The gate-model mapping used here expects a symmetric pair-coupling matrix. Domain pipelines should convert source data into this canonical form before calling the compiler facade.

2. Build a Minimal Problem

import numpy as np

from scpn_quantum_control import build_kuramoto_problem

K_nm = np.array(
    [
        [0.0, 0.7, 0.0, 0.2],
        [0.7, 0.0, 0.5, 0.0],
        [0.0, 0.5, 0.0, 0.4],
        [0.2, 0.0, 0.4, 0.0],
    ],
    dtype=float,
)
omega = np.array([0.9, 1.1, 0.8, 1.2], dtype=float)

problem = build_kuramoto_problem(
    K_nm,
    omega,
    metadata={"domain": "physics-first-tutorial", "source": "inline-example"},
)

print(problem.n_oscillators)
print(problem.to_metadata())

build_kuramoto_problem() copies the arrays, sets the diagonal to zero, rejects non-finite values, rejects asymmetric coupling, and stores serialisable metadata for later result artifacts.

3. Compile the XY Hamiltonian

The quantum Hamiltonian is:

\[ H = -\sum_{i<j} K_{ij}(X_iX_j + Y_iY_j) - \sum_i \omega_i Z_i. \]
from scpn_quantum_control import compile_hamiltonian

hamiltonian = compile_hamiltonian(problem)
print(hamiltonian.num_qubits)
print(len(hamiltonian))
print(hamiltonian.paulis.to_labels()[:6])

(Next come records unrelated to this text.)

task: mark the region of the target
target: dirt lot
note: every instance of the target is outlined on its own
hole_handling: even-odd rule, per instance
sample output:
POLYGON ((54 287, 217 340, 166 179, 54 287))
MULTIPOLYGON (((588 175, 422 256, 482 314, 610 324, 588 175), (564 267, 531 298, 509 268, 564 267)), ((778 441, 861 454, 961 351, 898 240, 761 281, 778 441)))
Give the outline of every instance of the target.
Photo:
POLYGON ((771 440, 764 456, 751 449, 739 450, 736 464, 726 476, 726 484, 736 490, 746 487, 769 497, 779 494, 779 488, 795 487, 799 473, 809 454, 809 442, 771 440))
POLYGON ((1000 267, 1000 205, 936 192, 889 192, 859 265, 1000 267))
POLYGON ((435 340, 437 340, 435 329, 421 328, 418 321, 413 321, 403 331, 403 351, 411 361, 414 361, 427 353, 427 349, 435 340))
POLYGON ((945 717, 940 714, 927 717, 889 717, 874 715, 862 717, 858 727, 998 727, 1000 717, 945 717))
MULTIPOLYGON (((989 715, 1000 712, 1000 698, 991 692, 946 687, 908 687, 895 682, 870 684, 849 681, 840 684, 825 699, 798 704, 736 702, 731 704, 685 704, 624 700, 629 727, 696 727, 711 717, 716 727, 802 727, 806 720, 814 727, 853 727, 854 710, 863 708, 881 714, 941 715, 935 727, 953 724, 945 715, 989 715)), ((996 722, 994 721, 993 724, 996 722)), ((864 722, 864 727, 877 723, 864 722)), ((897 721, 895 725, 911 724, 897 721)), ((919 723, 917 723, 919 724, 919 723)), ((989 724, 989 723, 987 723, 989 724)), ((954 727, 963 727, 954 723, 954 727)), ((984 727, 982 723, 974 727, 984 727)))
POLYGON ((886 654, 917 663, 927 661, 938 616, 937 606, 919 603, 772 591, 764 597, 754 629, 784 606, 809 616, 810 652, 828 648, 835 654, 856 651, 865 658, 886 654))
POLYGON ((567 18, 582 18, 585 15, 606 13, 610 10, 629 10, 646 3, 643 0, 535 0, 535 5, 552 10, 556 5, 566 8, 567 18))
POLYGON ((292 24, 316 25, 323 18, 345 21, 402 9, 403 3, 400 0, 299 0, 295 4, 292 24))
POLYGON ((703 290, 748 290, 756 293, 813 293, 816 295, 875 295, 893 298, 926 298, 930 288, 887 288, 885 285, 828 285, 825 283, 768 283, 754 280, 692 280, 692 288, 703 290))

This sparse Hamiltonian is the common object used by simulator, VQE, witness, and hardware workflows.

4. Compile a Trotter Circuit

from scpn_quantum_control import compile_trotter_circuit

circuit = compile_trotter_circuit(
    problem,
    time=0.25,
    trotter_steps=3,
    trotter_order=1,
)

print(circuit.num_qubits)
print(circuit.depth())

The circuit is hardware-oriented but still local. Submitting it to a QPU is a separate step through the hardware runners and should only happen once the input artifact and budget are explicit.

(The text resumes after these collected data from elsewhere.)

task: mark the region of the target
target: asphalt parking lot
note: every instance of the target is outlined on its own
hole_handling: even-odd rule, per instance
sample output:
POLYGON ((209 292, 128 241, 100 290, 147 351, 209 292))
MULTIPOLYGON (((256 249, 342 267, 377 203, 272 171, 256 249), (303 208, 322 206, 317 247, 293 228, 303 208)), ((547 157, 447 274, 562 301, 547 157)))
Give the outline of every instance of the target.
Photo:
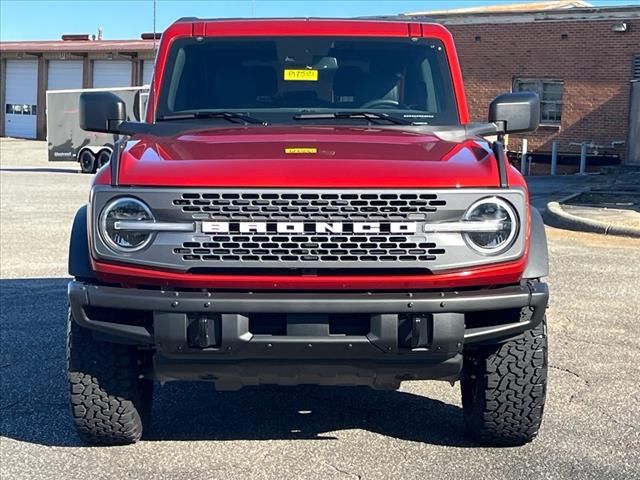
POLYGON ((541 434, 462 437, 459 387, 158 387, 148 438, 89 448, 65 379, 66 258, 90 176, 0 141, 0 478, 640 478, 640 241, 549 228, 550 387, 541 434))

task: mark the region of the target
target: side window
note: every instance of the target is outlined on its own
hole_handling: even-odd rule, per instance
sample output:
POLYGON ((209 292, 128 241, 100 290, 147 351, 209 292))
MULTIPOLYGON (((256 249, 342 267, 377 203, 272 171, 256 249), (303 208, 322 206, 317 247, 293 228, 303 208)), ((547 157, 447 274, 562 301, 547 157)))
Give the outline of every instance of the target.
POLYGON ((562 120, 562 80, 515 78, 514 92, 536 92, 540 97, 540 123, 560 125, 562 120))
POLYGON ((640 55, 633 57, 633 79, 640 80, 640 55))

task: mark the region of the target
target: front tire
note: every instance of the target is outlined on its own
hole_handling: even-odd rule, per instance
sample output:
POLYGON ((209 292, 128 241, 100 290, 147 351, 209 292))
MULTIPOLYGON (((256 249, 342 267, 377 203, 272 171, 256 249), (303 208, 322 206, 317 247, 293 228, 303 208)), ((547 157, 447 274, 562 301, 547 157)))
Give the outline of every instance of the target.
POLYGON ((68 380, 78 436, 92 445, 137 442, 153 398, 153 383, 139 378, 146 357, 135 347, 94 339, 71 313, 68 322, 68 380))
POLYGON ((517 340, 465 352, 460 382, 467 435, 495 446, 533 440, 547 390, 546 319, 517 340))

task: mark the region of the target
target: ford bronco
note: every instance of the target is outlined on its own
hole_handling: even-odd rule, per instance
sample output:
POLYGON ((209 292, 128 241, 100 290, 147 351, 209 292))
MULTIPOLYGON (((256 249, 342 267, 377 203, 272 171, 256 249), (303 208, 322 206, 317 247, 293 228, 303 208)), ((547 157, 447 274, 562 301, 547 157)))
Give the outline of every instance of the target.
POLYGON ((441 25, 178 20, 144 122, 77 212, 68 380, 79 436, 139 440, 153 386, 459 381, 466 433, 519 445, 547 380, 547 245, 505 134, 533 93, 470 122, 441 25))

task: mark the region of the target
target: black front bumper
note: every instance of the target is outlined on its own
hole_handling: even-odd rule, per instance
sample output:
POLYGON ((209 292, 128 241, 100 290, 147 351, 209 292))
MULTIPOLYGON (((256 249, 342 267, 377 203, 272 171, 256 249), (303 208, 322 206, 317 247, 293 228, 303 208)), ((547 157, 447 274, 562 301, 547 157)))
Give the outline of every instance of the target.
POLYGON ((417 293, 175 292, 69 283, 80 326, 153 348, 156 378, 214 380, 219 388, 456 379, 464 346, 536 326, 548 296, 540 282, 417 293), (95 315, 105 309, 116 315, 95 315), (333 334, 332 319, 350 315, 363 318, 365 329, 333 334), (282 319, 283 330, 254 328, 261 316, 282 319))

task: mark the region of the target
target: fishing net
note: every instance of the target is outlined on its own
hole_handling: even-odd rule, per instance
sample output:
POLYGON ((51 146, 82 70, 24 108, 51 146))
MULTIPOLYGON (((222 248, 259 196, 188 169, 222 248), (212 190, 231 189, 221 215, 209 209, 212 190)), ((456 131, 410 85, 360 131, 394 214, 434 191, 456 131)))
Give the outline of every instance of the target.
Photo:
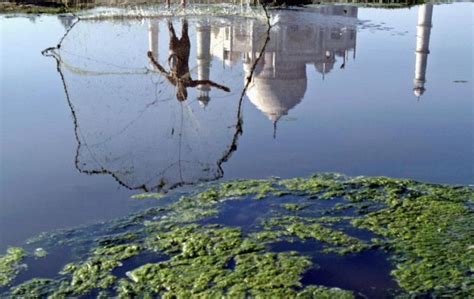
MULTIPOLYGON (((236 148, 245 78, 240 54, 229 57, 226 34, 229 28, 247 34, 239 28, 255 24, 189 20, 191 77, 231 91, 199 85, 178 101, 176 86, 147 57, 152 51, 169 69, 168 21, 81 20, 58 48, 45 52, 58 62, 79 171, 109 174, 127 188, 147 191, 222 176, 221 164, 236 148)), ((183 22, 172 20, 178 38, 183 22)))

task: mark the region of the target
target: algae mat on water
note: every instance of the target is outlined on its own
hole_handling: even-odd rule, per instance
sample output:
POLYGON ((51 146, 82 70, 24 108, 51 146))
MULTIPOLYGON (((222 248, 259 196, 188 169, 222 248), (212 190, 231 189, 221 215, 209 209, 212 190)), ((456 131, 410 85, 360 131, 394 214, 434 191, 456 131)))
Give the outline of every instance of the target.
POLYGON ((25 249, 9 249, 0 257, 4 295, 371 296, 303 279, 328 256, 354 258, 367 252, 390 258, 390 275, 398 286, 385 290, 386 296, 474 293, 470 187, 318 174, 198 189, 176 199, 158 196, 156 208, 127 218, 45 233, 25 249), (276 250, 281 244, 286 247, 276 250), (38 275, 22 279, 30 271, 23 263, 38 247, 48 252, 41 258, 44 265, 55 252, 67 251, 63 269, 52 276, 36 270, 38 275))

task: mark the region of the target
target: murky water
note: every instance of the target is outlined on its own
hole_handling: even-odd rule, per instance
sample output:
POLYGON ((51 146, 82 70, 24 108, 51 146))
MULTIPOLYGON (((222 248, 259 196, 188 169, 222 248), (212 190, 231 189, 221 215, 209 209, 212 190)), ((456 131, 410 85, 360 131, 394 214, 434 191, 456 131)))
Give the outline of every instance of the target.
POLYGON ((263 18, 81 20, 46 56, 74 18, 2 16, 0 248, 219 178, 472 184, 472 12, 279 10, 269 36, 263 18))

5. Measure the Order Parameter

For a first local check, prepare the equatorial product state \(|+\rangle^{\otimes N}\) and measure the order parameter:

from qiskit import QuantumCircuit
from qiskit.quantum_info import Statevector

from scpn_quantum_control import measure_order_parameter

initial = QuantumCircuit(problem.n_oscillators)
initial.h(range(problem.n_oscillators))
state = Statevector.from_instruction(initial)

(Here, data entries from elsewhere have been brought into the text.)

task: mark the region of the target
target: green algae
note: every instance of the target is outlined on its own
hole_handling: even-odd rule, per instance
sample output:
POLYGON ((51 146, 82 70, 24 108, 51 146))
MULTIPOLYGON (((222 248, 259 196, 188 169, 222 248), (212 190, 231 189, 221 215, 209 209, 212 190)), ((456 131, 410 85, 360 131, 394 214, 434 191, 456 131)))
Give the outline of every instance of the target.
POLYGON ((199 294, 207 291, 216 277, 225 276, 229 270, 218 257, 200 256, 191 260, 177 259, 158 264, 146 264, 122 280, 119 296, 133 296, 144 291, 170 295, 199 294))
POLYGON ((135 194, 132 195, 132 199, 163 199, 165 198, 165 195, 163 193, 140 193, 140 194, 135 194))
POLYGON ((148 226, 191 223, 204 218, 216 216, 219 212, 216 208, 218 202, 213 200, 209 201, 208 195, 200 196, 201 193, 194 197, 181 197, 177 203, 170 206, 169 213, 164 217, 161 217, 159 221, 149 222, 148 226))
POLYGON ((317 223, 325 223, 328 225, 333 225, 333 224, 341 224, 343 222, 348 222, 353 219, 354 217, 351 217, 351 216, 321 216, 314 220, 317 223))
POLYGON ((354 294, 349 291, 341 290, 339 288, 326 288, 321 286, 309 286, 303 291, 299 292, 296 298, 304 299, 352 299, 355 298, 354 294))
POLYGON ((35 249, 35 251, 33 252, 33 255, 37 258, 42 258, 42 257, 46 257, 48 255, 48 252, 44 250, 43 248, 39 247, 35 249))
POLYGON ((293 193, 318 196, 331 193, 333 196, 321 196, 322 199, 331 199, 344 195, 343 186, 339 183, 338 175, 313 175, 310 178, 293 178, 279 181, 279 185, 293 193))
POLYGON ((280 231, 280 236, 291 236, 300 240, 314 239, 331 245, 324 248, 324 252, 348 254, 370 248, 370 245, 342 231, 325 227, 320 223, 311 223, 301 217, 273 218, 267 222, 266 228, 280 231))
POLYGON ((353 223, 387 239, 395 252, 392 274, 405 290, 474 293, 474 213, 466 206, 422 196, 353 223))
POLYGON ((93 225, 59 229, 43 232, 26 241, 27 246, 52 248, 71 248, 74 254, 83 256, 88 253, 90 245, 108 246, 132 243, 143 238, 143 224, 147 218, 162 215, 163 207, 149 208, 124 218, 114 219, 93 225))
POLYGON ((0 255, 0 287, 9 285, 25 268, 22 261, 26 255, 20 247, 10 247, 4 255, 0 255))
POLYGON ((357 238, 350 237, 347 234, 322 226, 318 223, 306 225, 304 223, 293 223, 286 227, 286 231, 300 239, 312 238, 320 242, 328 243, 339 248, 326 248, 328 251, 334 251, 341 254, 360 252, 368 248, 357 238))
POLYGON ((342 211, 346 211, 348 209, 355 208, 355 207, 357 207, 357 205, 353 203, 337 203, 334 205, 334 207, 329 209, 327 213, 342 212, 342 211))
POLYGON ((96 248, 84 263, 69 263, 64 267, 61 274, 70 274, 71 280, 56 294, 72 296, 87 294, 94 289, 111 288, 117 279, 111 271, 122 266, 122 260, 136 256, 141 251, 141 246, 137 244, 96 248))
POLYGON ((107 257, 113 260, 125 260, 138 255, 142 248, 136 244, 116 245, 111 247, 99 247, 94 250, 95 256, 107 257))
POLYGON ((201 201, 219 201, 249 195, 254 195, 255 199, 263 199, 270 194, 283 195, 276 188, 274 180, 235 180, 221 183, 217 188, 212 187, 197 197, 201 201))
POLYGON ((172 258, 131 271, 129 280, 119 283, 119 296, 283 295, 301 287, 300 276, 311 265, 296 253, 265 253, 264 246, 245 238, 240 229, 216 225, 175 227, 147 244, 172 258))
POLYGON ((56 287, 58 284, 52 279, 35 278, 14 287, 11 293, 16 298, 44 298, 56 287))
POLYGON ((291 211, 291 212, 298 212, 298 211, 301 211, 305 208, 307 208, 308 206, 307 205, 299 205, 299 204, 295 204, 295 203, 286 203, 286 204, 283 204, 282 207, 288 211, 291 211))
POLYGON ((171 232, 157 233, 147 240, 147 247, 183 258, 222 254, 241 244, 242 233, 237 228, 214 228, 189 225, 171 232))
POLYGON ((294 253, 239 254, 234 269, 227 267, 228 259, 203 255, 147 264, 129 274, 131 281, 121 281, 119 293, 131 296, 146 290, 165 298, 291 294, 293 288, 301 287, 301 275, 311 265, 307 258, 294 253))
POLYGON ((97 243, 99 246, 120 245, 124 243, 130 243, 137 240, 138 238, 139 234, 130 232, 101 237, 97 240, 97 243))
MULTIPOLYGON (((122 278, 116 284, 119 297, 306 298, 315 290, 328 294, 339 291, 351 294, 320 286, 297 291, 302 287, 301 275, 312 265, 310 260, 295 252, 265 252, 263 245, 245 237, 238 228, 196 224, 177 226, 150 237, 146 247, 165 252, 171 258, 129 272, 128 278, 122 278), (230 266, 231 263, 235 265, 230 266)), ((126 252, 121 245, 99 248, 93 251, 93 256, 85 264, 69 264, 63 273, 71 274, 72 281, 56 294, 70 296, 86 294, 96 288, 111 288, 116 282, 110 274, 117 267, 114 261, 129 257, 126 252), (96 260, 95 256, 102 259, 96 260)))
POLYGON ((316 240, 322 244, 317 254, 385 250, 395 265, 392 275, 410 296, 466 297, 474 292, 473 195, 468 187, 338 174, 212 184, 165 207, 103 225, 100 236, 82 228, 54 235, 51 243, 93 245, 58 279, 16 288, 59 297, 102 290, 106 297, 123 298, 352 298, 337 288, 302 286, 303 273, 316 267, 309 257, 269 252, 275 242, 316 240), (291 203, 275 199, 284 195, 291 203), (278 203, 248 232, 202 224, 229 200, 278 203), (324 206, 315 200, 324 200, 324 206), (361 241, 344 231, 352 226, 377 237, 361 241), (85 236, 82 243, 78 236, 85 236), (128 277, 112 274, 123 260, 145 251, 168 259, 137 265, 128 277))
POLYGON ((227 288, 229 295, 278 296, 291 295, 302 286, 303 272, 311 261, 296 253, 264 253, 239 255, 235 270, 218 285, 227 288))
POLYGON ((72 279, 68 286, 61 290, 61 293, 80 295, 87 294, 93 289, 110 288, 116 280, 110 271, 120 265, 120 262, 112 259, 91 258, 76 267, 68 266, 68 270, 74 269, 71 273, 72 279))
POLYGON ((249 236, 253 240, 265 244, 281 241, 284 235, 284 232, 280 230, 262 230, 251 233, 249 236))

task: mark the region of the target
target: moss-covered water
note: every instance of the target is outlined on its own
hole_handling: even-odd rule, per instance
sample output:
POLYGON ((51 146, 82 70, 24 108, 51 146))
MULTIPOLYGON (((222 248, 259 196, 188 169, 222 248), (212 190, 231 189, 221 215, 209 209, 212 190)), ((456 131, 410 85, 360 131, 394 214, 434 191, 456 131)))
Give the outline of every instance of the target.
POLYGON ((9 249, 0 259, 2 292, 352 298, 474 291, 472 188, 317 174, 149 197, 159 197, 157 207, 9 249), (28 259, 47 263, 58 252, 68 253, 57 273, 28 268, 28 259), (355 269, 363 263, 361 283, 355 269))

R, psi = measure_order_parameter(problem, state)
print(f"R={R:.3f}, psi={psi:.3f}")

R close to one means the qubit phases are aligned. R close to zero means the single-qubit phase expectations cancel.

6. Where SCPN Enters

SCPN-specific layers are not required for the compiler. They are one benchmark family that supplies structured K_nm and omega values. A domain workflow can instead supply:

  • a power-grid admittance or adjacency matrix;
  • an EEG phase-locking-value matrix;
  • a plasma mode-coupling matrix;
  • a connectome-derived coupling artifact;
  • a synthetic test matrix explicitly labelled as synthetic.

The handoff contract is the same in every case: produce audited K_nm, omega, and metadata first; then call build_kuramoto_problem().